There is an ancient principle that ensures wealth and success that I seldom see applied in current day and time. I believe that it is a real treasured secret that works in the favor of those who understand and apply it. I call it the “principle of honor.”
In 2005, there was a movie nominated for a Golden Globe that first prompted me to begin studying this principle. If you haven’t seen Hotel Rwanda, I recommend it to anyone in a position of management and leadership. It’s a true story of a hotel manager named Paul, who went to extreme measures to honor every guest who entered there. During the years that he and his employees invested sweat and resources in honoring everyone that came across their paths, they were actually building equity in their future success. For those of you who haven’t seen the movie, I will leave you hanging here and leave it up to you to watch it.
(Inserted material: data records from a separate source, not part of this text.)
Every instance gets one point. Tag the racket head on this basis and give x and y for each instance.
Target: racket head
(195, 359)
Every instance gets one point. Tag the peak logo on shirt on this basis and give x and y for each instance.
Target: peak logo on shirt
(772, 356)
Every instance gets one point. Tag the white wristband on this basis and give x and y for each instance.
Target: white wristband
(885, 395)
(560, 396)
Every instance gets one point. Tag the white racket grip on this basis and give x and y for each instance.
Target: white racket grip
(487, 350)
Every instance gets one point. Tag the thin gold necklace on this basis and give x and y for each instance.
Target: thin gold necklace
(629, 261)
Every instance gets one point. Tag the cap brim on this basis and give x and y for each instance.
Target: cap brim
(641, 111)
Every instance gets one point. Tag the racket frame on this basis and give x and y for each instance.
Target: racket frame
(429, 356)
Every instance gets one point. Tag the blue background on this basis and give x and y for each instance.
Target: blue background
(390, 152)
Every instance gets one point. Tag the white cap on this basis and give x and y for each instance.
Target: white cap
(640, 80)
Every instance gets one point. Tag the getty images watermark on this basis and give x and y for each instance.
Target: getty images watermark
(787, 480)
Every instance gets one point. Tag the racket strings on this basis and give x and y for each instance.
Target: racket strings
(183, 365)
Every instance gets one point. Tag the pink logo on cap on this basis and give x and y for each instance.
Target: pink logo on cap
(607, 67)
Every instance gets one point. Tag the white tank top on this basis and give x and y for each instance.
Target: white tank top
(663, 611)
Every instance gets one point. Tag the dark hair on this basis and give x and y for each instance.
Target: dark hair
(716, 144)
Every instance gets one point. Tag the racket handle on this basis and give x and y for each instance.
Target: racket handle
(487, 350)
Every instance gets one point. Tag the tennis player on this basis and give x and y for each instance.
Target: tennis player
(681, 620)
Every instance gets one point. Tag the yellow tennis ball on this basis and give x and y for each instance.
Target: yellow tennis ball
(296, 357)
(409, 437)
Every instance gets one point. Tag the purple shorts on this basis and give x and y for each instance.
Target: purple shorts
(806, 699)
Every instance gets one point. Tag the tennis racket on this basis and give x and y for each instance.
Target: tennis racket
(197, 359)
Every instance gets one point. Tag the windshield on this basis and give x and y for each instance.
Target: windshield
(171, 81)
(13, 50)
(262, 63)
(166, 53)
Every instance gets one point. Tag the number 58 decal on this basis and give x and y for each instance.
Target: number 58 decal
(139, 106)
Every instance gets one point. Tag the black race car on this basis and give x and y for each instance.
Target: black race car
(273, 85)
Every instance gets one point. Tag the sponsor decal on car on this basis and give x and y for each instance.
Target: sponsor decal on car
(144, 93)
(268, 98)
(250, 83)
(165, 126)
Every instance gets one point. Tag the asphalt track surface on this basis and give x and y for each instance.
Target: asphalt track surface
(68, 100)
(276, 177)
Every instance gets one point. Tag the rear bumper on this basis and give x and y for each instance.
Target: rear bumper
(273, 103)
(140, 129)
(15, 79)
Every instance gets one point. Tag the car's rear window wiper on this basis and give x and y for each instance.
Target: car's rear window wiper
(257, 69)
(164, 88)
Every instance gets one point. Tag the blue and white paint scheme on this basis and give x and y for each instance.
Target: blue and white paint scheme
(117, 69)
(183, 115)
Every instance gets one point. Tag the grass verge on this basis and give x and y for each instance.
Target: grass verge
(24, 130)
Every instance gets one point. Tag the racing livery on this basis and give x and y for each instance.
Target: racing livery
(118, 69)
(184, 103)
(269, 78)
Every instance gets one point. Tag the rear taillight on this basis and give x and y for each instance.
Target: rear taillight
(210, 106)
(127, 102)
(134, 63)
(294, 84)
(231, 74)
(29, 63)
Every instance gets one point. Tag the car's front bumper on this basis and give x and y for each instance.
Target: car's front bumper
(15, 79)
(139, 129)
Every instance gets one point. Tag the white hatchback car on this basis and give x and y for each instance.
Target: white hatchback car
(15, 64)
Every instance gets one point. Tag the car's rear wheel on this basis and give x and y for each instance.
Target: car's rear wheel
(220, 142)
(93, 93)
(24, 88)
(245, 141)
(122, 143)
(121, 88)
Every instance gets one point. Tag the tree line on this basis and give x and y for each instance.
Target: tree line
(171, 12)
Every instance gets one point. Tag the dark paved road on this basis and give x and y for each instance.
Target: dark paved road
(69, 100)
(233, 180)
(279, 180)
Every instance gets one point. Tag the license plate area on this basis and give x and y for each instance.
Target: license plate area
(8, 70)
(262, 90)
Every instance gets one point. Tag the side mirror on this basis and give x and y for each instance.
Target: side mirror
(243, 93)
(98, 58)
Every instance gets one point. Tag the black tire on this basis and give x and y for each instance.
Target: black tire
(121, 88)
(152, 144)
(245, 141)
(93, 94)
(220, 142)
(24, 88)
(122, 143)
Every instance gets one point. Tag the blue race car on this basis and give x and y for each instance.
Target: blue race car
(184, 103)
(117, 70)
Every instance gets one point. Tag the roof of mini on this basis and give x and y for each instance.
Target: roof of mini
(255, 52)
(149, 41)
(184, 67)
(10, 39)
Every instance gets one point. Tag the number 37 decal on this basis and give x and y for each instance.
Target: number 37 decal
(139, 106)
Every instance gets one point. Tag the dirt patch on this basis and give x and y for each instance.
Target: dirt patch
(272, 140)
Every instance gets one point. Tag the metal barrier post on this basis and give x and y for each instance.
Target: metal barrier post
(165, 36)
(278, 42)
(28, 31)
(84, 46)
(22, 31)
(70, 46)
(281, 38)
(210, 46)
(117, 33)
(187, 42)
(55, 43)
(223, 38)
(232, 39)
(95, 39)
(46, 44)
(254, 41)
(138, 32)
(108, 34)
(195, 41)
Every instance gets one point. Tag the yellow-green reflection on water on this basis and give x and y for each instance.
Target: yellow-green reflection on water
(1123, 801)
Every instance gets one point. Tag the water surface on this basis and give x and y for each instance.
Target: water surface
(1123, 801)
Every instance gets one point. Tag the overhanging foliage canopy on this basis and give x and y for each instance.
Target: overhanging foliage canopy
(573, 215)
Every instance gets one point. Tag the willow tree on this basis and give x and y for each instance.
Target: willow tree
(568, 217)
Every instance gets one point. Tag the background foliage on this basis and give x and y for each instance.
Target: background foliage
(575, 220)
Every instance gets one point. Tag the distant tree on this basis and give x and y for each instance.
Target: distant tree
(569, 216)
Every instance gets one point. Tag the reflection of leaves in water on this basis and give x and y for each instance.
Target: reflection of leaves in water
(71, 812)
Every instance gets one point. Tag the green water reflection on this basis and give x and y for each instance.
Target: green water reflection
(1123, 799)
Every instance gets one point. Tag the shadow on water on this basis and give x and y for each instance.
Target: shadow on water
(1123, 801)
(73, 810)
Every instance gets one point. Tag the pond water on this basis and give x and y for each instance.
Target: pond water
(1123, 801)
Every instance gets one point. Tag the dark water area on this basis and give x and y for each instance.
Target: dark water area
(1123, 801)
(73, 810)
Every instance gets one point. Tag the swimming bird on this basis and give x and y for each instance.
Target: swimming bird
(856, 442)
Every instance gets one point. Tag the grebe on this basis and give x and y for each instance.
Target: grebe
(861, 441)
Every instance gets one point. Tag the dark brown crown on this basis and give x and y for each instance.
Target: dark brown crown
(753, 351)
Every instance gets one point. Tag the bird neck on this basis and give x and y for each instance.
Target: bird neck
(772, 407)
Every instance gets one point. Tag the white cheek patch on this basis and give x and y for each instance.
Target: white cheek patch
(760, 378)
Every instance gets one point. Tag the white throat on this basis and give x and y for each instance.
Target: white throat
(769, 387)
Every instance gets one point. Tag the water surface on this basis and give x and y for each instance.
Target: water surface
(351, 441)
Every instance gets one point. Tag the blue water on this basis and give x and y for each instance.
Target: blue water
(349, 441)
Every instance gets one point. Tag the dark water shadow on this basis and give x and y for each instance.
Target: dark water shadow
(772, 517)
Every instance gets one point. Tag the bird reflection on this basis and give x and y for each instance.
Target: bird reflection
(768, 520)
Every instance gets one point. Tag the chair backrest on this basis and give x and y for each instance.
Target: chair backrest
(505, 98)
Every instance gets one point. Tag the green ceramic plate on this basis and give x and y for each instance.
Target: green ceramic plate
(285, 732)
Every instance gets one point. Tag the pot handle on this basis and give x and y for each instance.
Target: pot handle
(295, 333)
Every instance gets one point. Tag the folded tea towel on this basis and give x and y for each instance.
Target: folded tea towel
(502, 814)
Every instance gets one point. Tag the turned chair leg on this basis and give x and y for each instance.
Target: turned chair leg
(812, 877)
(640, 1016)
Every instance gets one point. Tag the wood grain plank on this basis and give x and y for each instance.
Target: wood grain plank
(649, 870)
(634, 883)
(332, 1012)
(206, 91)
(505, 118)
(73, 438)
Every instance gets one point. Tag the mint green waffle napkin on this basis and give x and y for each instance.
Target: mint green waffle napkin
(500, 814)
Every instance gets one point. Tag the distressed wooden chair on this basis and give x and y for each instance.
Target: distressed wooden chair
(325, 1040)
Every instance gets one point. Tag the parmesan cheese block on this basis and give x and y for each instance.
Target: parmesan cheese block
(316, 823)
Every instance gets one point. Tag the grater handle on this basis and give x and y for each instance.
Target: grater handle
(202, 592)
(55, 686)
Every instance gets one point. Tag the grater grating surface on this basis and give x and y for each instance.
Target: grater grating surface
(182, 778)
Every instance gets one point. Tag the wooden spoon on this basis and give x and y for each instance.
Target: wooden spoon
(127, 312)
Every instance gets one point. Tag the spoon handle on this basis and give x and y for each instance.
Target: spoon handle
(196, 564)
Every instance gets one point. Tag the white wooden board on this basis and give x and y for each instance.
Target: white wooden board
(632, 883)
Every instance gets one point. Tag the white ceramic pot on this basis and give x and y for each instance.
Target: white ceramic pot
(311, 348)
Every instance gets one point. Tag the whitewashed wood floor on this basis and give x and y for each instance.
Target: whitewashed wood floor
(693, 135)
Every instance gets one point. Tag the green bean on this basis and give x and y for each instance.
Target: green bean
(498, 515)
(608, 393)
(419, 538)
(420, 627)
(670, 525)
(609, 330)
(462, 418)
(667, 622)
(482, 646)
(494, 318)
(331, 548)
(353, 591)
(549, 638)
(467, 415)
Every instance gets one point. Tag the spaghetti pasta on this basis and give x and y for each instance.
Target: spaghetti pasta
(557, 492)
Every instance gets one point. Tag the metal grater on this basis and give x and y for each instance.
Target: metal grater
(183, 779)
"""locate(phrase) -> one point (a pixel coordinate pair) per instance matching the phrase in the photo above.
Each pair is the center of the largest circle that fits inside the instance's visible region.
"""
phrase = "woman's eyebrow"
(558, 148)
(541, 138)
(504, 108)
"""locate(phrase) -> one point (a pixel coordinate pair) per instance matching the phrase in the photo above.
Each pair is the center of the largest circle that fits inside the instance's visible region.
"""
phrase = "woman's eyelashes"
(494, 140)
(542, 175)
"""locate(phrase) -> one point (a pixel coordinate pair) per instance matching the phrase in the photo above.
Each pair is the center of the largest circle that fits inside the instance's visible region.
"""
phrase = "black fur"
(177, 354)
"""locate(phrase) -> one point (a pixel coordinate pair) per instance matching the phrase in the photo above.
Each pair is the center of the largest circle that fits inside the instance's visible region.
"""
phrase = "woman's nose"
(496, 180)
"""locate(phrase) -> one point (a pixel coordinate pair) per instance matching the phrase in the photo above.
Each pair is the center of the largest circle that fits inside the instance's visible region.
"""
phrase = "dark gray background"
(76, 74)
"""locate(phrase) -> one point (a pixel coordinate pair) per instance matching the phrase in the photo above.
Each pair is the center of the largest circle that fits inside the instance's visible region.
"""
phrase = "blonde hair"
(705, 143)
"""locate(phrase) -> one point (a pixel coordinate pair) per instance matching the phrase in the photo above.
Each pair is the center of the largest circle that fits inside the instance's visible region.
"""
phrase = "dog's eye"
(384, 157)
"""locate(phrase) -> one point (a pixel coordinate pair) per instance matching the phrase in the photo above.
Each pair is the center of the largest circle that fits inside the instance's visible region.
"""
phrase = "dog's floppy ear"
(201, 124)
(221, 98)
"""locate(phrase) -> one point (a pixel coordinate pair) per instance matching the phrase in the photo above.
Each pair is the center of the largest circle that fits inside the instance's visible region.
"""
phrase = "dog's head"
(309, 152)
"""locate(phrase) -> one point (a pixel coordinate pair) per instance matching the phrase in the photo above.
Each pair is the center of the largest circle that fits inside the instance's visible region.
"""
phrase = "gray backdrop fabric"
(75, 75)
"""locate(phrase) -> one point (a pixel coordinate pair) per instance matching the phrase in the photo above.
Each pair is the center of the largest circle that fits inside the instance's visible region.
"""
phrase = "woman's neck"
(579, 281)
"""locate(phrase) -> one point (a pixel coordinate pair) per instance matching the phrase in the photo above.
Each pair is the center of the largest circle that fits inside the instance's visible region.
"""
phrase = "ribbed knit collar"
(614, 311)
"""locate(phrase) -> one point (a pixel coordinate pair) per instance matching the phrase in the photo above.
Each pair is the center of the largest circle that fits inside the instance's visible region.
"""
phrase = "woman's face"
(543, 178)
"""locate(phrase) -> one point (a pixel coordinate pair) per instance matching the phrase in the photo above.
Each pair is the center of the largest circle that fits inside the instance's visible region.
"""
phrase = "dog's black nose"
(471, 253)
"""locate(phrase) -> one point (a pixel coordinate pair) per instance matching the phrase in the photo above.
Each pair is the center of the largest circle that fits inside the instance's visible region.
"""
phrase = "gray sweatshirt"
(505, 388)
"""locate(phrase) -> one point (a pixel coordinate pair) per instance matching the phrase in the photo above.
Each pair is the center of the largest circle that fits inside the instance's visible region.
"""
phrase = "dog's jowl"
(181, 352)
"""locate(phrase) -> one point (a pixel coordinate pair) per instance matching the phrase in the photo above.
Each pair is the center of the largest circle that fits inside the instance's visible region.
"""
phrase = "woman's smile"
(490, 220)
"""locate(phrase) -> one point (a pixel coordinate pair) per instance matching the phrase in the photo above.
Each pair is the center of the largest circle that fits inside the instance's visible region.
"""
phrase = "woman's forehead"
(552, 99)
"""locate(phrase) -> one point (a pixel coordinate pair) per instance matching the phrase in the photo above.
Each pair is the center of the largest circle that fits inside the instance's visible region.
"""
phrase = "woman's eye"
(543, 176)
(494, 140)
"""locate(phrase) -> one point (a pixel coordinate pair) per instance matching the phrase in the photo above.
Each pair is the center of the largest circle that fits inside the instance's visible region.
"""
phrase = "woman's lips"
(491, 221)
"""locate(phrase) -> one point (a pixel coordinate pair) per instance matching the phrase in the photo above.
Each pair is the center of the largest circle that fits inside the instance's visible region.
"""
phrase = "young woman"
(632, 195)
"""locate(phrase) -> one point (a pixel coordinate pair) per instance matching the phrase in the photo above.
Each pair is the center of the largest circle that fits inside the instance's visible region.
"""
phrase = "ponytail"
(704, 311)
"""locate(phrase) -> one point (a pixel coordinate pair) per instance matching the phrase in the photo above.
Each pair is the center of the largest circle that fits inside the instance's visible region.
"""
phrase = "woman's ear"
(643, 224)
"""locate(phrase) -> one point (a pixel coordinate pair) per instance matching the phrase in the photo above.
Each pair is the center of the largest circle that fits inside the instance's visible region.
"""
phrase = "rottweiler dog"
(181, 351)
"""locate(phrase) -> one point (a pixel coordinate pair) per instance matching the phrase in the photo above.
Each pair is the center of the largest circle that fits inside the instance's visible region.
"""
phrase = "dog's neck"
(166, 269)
Just this year, I was reunited with a childhood acquaintance that wanted to start a business. He shared his concept with me, and I encouraged him and aided in making some provisions so that his concept could ‘make it’. In judging the influence of his competition and the economic challenges that we were all up against as a nation, I underestimated the level of success he would achieve in such a short amount of time.
In his case, the odds were stacked a little high. He had a secret for achieving success that most people would never consider–the “principle of honor.” From the first day he launched his business, he began honoring each of his clients and doing everything within his power to ensure their complete satisfaction. As I sit here now and share this with you, unemployment rates in our area exceed that of our state and nation; yet, this young entrepreneur, still in his first year, has secured a second location to expand his business.
He hasn’t invested a tremendous amount of borrowed money, and his investment has been honoring. I have spoken with several of his customers who have been so pleased with the service he provides that they continue to come back and bring friends. I have asked them what it is that makes them return. Every one of them has responded in the same way–“the way they make you feel.”